Without moving from my chair, I can see the following "general-purpose"
computers that have been turned into controlled platforms.

A Directv HD DVR. A Sony Playstation. A Nintendo Wii. A TomTom GPS. A Samsung
Television. A Treadmill. A BlackBerry. An iPod Touch. A Logitech Remote
Control.

Precisely when should I be outraged that a device's capabilities aren't as
general-purpose as you'd prefer? Heck, some of those devices (the television,
GPS, and treadmill) even run Linux, yet are "crippled" by their manufacturers.

2) I'm not ok with them actively trying to stop you from removing those
limitations on your own device,

Every trade has two sides. If a seller says "I will sell this to you for X if
you agree not to do Y", that's a trade that you can either accept or reject. I
fail to see why you, as a buyer, should have a right to demand that _all_
rights transfer for a particular price if the seller doesn't want to transfer
them all for that price.

So long as it's reasonably clear, and disclosed, I fail to see the problem.

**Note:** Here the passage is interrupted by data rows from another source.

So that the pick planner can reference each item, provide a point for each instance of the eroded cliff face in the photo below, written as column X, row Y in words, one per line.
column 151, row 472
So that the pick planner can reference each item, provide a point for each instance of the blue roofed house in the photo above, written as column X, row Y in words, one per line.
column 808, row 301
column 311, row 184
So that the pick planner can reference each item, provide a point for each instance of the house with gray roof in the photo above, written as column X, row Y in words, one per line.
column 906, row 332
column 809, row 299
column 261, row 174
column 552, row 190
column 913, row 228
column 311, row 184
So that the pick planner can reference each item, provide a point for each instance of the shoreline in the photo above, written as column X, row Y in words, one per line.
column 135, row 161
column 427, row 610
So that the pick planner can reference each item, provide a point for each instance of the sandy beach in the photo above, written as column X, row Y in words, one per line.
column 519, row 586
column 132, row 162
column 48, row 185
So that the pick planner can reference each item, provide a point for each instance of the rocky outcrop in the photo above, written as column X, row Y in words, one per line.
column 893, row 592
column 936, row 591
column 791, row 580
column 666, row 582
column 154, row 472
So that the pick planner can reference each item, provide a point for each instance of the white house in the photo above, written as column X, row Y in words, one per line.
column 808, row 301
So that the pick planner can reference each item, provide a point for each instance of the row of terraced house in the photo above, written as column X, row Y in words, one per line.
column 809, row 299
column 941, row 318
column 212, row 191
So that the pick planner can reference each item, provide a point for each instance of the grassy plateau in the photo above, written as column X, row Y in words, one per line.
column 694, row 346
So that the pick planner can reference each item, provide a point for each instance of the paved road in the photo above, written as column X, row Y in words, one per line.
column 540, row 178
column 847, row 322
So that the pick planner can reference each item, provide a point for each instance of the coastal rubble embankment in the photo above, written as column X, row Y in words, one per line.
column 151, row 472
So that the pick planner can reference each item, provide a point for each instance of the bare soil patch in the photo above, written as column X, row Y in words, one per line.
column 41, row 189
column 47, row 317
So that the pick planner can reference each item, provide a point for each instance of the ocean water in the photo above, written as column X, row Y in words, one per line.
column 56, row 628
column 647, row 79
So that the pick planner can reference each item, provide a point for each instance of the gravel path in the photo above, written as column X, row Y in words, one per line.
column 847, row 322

3) "calling you a criminal" ... "easier to enforce user-hostile laws like
CBDTPA"

Blaming a specific, unreleased non-general computer for laws you don't like is
almost comic. I say 'almost' because it's really kind of annoying that you
want to strip the rights of innovators to make what they want, in the name of
'freedom'.

If I want to wrap a processor, input method and display up in a manner that
precludes using it for general purpose computing, as a means to solve a
problem, I should have every right to do it and sell it. And you can buy it or
not buy it.

But claiming it's responsible for every law you don't like, that it's an
assault on property rights, and that it's an attack on constructivist
education, free culture or decentralized power is utter and complete rubbish.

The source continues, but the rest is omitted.